Foxx may not be the first actor to have successfully parlayed two outstanding performances into two Oscar nominations in a single year (Julianne Moore most recently), but he is the first black actor to do so. However, Foxx is not the lone black performer in the 2004 Oscar race—Morgan Freeman, Don Cheadle, and Sophie Okonedo also scored nominations—setting five as the new record for Oscar nominated black performances in a single year.
But what does this all mean? Surely this surge in recognition isn’t because black performances are suddenly better than they used to be. Before the performances can come to fruition, the roles themselves need to first exist. Has Hollywood finally discovered that there’s an audience for films driven by black characters?
“Racial reward can never be untainted by the racial historical past,” Literature professor Grant Farred offered. “It is at these historical moments when the creations of the critical masses put pressure on the white-dominated establishment that more opportunities are created.”
In a press release put out by the NAACP immediately following the Oscar nominations, Vicangelo Bulluck, exectutive producer of the NAACP Image Awards, noted the progress but cautioned that there was still room for improvement. “In celebrating the achievements of the nominated artists the NAACP maintains there is a struggle for more representation of people of color behind the scenes and below-the-line.
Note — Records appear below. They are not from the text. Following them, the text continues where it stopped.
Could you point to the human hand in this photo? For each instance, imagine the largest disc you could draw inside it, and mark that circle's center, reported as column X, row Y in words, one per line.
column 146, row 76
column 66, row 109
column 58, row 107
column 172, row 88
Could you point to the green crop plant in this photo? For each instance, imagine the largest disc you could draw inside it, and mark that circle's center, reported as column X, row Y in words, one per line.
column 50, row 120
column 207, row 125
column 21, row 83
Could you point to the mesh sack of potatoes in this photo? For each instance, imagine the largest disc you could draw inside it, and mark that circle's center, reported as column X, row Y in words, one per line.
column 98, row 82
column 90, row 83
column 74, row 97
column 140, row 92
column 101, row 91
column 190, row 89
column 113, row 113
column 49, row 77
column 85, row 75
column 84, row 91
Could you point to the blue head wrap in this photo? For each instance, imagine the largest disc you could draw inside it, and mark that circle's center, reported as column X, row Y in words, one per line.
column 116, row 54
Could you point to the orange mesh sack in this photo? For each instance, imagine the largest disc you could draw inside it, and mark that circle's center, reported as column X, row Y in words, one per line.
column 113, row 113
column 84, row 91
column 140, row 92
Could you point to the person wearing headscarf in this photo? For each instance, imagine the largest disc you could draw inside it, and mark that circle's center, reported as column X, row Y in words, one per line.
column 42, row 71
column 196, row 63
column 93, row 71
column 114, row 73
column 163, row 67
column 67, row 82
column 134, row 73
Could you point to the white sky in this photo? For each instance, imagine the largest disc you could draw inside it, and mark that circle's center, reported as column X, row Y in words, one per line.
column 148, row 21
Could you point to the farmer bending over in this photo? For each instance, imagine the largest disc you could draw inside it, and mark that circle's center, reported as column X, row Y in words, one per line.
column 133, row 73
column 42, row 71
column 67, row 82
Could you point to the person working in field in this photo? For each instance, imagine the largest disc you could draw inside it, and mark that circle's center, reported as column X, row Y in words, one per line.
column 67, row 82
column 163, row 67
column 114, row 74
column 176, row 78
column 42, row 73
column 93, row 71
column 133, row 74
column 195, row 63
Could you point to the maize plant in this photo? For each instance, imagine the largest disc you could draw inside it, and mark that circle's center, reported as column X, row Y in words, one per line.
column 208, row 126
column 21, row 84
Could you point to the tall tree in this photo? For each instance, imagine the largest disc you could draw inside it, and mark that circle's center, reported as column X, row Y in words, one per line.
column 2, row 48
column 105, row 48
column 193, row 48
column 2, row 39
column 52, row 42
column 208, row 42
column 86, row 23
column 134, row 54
We continue to be concerned about the lack of significant roles for women of color.”
Hustle & Flow, the much buzzed-about film at the Sundance Film Festival, features noted black director John Singleton in the role of producer. The independently financed film about a Memphis pimp trying to make it as a rapper started a bidding war that ended at 5 a.m. when Paramount Studios successfully closed a distribution deal for $9 million with the help of MTV. Hustle & Flow, however, did not garner rave reviews at Sundance, with some criticizing the film’s capitulation to African-American stereotypes and its derivative exploitation of the urban genre. What then is the true measure of success? Is it overcoming stereotypes? Or is it increasing the number and exposure of black films?
Perhaps the problem lies within the question itself.
“[These questions] will always reformulate, rearticulate themselves at different political junctures,” Farred concluded. “[The task is] not to continue the dominant narrative, but to ask the question in a different way.”